Sichynsky, Volodymyr [Січинський, Володимир; Sičyns’kyj], b 24 June 1894 in Kamianets-Podilskyi, d 25 June 1962 in Paterson, New Jersey. Architect, graphic artist, and art scholar; son of Yevtym Sitsinsky; full member of the Shevchenko Scientific Society from 1930. Having interrupted his studies at the Saint Petersburg Institute of Civil Engineers (1912–17) he helped organize the Kyiv Architecture Institute (1918–19) and served as director of the construction department of Podilia gubernia. After fleeing from Soviet rule to Lviv, he taught at the Academic Gymnasium of Lviv (1921–3) and then moved to Prague to study at Charles University (PH D, 1927) and teach at the Ukrainian Higher Pedagogical Institute (1923–33). He chaired the Library and Bibliographic Commission of the Ukrainian Society of Bibliophiles in Prague from 1927 and served as the society's president (1934–43). In 1930 he co-founded the Association of Independent Ukrainian Artists in Lviv. In 1942 he was appointed an associate professor of art history at the Ukrainian Free University. In 1944–5 he was imprisoned and tortured by the Gestapo in Prague. A postwar refugee in Germany, in 1949 he emigrated to the United States.
As an architect he adapted the styles of Kyivan Rus’ and the Cossack baroque to modern techniques and materials. He designed the Redemptorist Fathers's Church of the Holy Spirit in Michalovce (1933–4) and the Boiko-style wooden Church of the Nativity of the Mother of God in Komarnyky (1937), both in the Prešov region; the Ukrainian churches in Whippany, New Jersey (1949), and Porto União, Brazil (1951); and the Orthodox cathedral in Montreal (1957). He also designed many private and public buildings and a number of grave monuments, in which he employed folk forms of the many-armed cross, and the covers of over 70 books and journals.
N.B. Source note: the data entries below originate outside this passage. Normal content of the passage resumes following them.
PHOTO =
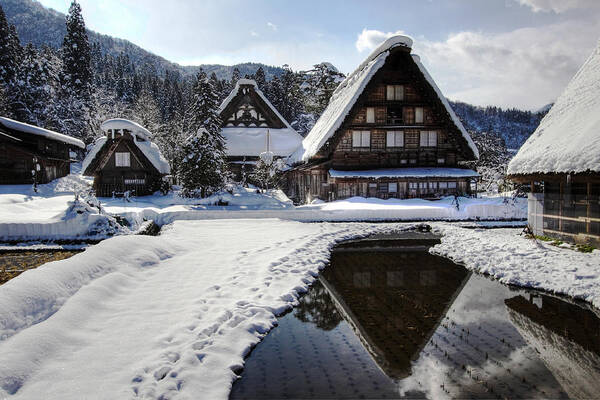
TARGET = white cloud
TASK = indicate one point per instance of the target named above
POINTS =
(369, 39)
(559, 6)
(524, 68)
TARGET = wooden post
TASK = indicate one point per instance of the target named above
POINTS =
(560, 205)
(588, 224)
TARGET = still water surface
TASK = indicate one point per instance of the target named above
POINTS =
(389, 320)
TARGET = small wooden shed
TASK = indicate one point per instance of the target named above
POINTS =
(560, 162)
(31, 154)
(124, 160)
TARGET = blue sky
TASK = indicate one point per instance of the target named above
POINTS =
(517, 53)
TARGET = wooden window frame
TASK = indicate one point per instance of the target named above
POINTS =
(122, 159)
(394, 135)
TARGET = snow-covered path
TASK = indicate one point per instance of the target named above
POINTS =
(175, 318)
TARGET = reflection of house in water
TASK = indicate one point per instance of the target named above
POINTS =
(394, 300)
(567, 338)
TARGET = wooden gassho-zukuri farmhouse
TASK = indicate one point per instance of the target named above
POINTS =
(124, 160)
(31, 154)
(388, 132)
(561, 162)
(251, 125)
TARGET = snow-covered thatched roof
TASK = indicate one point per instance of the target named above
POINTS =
(36, 130)
(251, 141)
(347, 93)
(121, 123)
(259, 92)
(141, 138)
(568, 138)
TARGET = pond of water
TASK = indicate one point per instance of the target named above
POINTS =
(386, 319)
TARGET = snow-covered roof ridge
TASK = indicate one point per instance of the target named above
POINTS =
(36, 130)
(568, 137)
(347, 93)
(244, 141)
(252, 82)
(121, 123)
(386, 46)
(447, 106)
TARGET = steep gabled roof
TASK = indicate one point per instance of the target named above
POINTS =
(145, 146)
(347, 93)
(250, 82)
(568, 138)
(36, 130)
(252, 140)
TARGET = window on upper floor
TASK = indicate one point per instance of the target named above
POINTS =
(122, 159)
(428, 139)
(394, 139)
(370, 115)
(419, 115)
(394, 115)
(361, 138)
(395, 92)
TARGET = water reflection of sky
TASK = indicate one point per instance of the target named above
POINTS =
(389, 324)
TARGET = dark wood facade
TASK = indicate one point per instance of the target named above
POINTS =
(139, 178)
(22, 152)
(408, 127)
(566, 206)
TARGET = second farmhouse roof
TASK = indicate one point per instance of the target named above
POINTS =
(251, 139)
(141, 138)
(347, 93)
(568, 138)
(36, 130)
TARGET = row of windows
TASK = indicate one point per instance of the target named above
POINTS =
(394, 139)
(395, 115)
(122, 159)
(392, 187)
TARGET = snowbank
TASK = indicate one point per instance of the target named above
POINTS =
(568, 138)
(165, 317)
(52, 213)
(516, 260)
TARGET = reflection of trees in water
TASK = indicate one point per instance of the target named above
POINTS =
(317, 307)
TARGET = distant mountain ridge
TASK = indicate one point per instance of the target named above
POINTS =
(40, 26)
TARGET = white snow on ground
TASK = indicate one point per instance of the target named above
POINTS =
(175, 315)
(514, 259)
(568, 138)
(172, 315)
(51, 213)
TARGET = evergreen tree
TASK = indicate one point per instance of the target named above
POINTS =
(75, 106)
(76, 52)
(34, 88)
(261, 80)
(235, 76)
(10, 49)
(203, 169)
(146, 112)
(321, 82)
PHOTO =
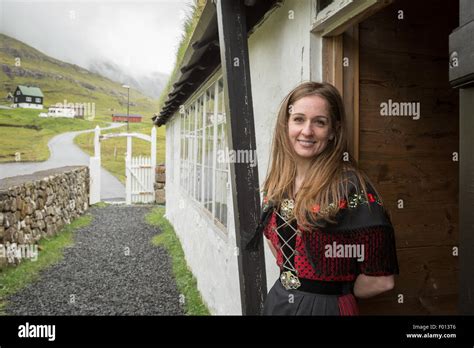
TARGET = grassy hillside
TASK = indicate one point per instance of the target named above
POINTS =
(113, 150)
(59, 81)
(21, 130)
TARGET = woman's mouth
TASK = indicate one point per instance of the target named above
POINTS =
(306, 143)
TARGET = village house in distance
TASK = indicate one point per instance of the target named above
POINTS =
(132, 118)
(28, 97)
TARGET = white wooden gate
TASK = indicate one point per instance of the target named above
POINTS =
(140, 171)
(140, 180)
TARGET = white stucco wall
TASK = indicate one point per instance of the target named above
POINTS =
(210, 252)
(283, 53)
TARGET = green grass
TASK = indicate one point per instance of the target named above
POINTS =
(185, 280)
(61, 81)
(13, 279)
(21, 130)
(113, 150)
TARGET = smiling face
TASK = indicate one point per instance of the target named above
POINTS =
(309, 126)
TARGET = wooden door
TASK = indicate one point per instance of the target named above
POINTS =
(403, 57)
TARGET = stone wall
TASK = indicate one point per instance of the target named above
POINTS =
(39, 205)
(160, 180)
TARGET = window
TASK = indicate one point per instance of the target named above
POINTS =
(203, 134)
(323, 4)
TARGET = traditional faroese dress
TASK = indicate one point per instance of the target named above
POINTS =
(318, 268)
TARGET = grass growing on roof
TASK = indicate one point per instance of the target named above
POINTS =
(187, 284)
(13, 279)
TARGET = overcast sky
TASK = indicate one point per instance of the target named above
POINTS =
(141, 35)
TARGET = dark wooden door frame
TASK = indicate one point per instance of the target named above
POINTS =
(232, 29)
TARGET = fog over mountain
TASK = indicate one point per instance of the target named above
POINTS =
(149, 84)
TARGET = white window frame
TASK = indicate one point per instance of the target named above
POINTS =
(188, 183)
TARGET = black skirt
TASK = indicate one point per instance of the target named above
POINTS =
(280, 301)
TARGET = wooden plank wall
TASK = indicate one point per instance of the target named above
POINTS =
(407, 60)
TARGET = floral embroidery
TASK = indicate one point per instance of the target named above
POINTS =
(354, 201)
(286, 209)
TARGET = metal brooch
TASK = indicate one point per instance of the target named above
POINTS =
(286, 209)
(289, 280)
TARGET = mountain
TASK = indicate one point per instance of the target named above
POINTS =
(59, 81)
(151, 84)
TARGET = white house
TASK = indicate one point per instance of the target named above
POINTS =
(28, 97)
(61, 111)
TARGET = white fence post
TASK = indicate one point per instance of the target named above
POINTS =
(94, 180)
(94, 170)
(153, 163)
(97, 142)
(128, 170)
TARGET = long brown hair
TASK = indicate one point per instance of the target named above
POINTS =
(327, 179)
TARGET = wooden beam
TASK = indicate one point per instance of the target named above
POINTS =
(241, 136)
(466, 200)
(332, 61)
(351, 87)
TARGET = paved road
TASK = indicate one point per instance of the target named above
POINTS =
(65, 153)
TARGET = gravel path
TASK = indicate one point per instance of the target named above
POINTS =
(96, 277)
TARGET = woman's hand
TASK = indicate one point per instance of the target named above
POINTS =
(366, 286)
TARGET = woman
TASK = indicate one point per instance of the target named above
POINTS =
(325, 223)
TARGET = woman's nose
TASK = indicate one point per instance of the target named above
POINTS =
(307, 130)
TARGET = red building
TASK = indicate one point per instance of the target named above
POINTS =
(123, 118)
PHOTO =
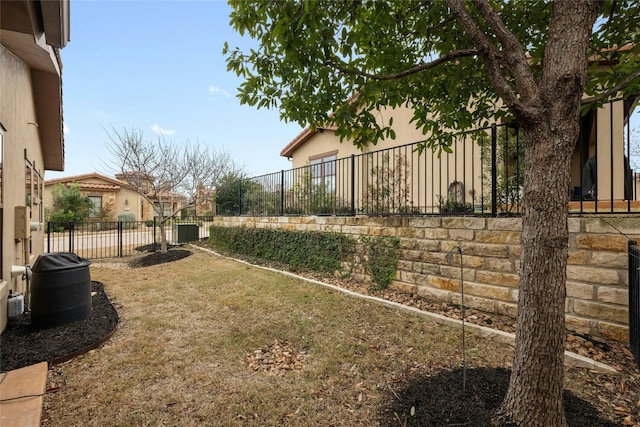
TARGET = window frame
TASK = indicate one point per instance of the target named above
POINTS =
(325, 164)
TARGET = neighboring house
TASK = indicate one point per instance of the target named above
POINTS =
(31, 137)
(168, 201)
(109, 195)
(461, 173)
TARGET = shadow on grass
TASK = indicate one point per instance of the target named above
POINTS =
(440, 400)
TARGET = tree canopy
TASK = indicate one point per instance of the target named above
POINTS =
(460, 64)
(334, 63)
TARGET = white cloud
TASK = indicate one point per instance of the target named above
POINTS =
(155, 128)
(215, 90)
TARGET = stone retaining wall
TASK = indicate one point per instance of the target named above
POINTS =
(597, 276)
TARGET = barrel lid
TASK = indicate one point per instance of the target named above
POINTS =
(58, 261)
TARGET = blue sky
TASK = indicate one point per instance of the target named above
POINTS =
(158, 66)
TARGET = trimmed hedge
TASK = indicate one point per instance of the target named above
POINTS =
(300, 250)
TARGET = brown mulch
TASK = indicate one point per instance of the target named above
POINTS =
(24, 345)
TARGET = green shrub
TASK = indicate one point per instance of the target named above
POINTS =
(381, 260)
(299, 250)
(127, 220)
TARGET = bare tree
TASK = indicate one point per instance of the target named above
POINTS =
(169, 176)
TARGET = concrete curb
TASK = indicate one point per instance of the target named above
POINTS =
(571, 359)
Sichynsky systematically researched Ukrainian architecture and art, and he wrote over 500 articles and reviews. He is the author of books on 10th- to 13th-century Ukrainian architecture (1926); the history of world art to the Renaissance (a textbook, 1926, 1928); Ukrainian publishing logos (1926, 1938); the architecture of Potylych (1928), Bardejov (1931), Lavriv (1936), and the Korniakt Tower and Korniakt Building (1932), Saint George's Cathedral (1934), and Saint Nicholas's Church (1936) in Lviv; Ukrainian wooden architecture and wood carving (1936); the history of 16th- to 18th-century Ukrainian engraving (1937). He also wrote essays on the history of Ukrainian industry (1937), an introduction to Ukrainian regional studies (1937), Ukraine in Foreign Comments and Descriptions from the Sixth to the Twentieth Century (1938; English trans 1953), and books on wooden folk architecture in Transcarpathia (1940, in Czech) and Hetman Ivan Mazepa (1951). He compiled and illustrated the albums Monumenta Architecturae Ukrainae (1940, 1946; 300 illustrations) and albums of ornaments in historical styles (1940), Ukrainian historical (1943) and folk (1943, 1946) ornaments, applied art (1943), folk furniture (1945), and embroidery (1947). He also wrote booklets on artists, such as Oleksander Tarasevych (1934), Hryhorii K. Levytsky (1936), Taras Shevchenko (1937), and Heorhii Narbut (1943), and on the towns of Zboriv (1939), Bardejov (1939), and Kholm (1941). His magnum opus, on the history of Ukrainian architecture, was published in 1956. A biobibliography of Sichynsky by Ivan Keivan was published in Toronto in 1958.